La vie d’un point A à un point B. Voilà. La phrase m’est restée.

Il fallait ce livre, qui échappe au « récit dominant », témoignage d’une génération unique, celle des indépendances. François Poli fut le premier à lui en parler. Puis ce fut Jean-Louis Gouraud, ami de toujours. Il y eut une première tentative prometteuse, et sans lendemain, avec Hamid Barrada et Philippe Gaillard, tous deux collaborateurs de longue date de Jeune Afrique. Puis Jean-Louis Gouraud proposa, fin 2011, de m’associer au projet. De 2012 à 2016, les entretiens se sont donc succédé pour rassembler la base du texte. BBY ne parlait pas comme il écrivait. Il était à la fois plus libre, moins organisé, plus instinctif. Il foisonnait d’idées, d’anecdotes. Il « tapait » pas mal aussi. La masse de travail est devenue impressionnante. En octobre 2017, je suis « débarqué », sans trop de cérémonie. Pour des raisons multiples et complexes, dont certaines n’ont rien à voir avec le livre lui-même. Tandis que d’autres ont certainement à voir avec le livre lui-même, un manuscrit devenu un peu fou, et un BBY plus qu’agacé par la lenteur et par ses propres hésitations. D’autres, tout particulièrement Joséphine Dedet, auteure et journaliste à JA, auront l’immense mérite de mener le manuscrit à terme.

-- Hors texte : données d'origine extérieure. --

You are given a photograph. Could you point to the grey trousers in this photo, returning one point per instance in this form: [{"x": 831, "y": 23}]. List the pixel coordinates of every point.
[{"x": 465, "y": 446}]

Ce livre, c’est lui. Un autoportrait réel, très proche de sa vérité, un BBY tel qu’il est, soucieux « de dire » sans filtre, avec ses sincérités, ses contradictions, ses silences, ses ambiguïtés, son sens du pouvoir, sa capacité à oublier ou à atténuer. Et ce regard unique, incisif, « sans fausse diplomatie », sur le monde tel qu’il était, tel qu’il est, et tel qu’il pourrait devenir. BBY fait revivre le soleil des indépendances, les espoirs et les désillusions de l’Afrique contemporaine, les convulsions du monde, les guerres d’Orient. On croise des personnages de l’histoire d’hier et d’aujourd’hui : Bourguiba, Houphouët, Lumumba, Che Guevara, Hô Chi Minh, Senghor (« un intellectuel et un homme d’action »), Foccart, Mitterrand, Omar Bongo, Hassan II, Alassane Ouattara (« un véritable ami »), et tant d’autres… On y retrouve l’histoire stupéfiante de JA (« Je voulais créer un journal qui dépasse les frontières, qui soit connu dans le monde entier », disait-il sans fausse modestie aucune). Et son roman personnel, l’autoportrait d’un entrepreneur aussi perspicace qu’aventureux, qui pensait que seule la persévérance pouvait mener au succès (« Le monde est peuplé de losers intelligents… »). Le texte ouvre aussi une porte sur l’intime, une réflexion émouvante, sur l’identité, la spiritualité, Dieu et la fin du chemin.

Voilà, c’était un homme à part, un personnage unique, qui a su dépasser ses frontières, qui a vu grand, qui a mené une vie de journaliste, d’éditorialiste et d’entrepreneur, une vie libre, forte et dense. Dans les derniers moments, il faisait face au mystère de l’éternité, mais il ne croyait pas beaucoup à la persistance, à la postérité de l’oeuvre humaine elle-même.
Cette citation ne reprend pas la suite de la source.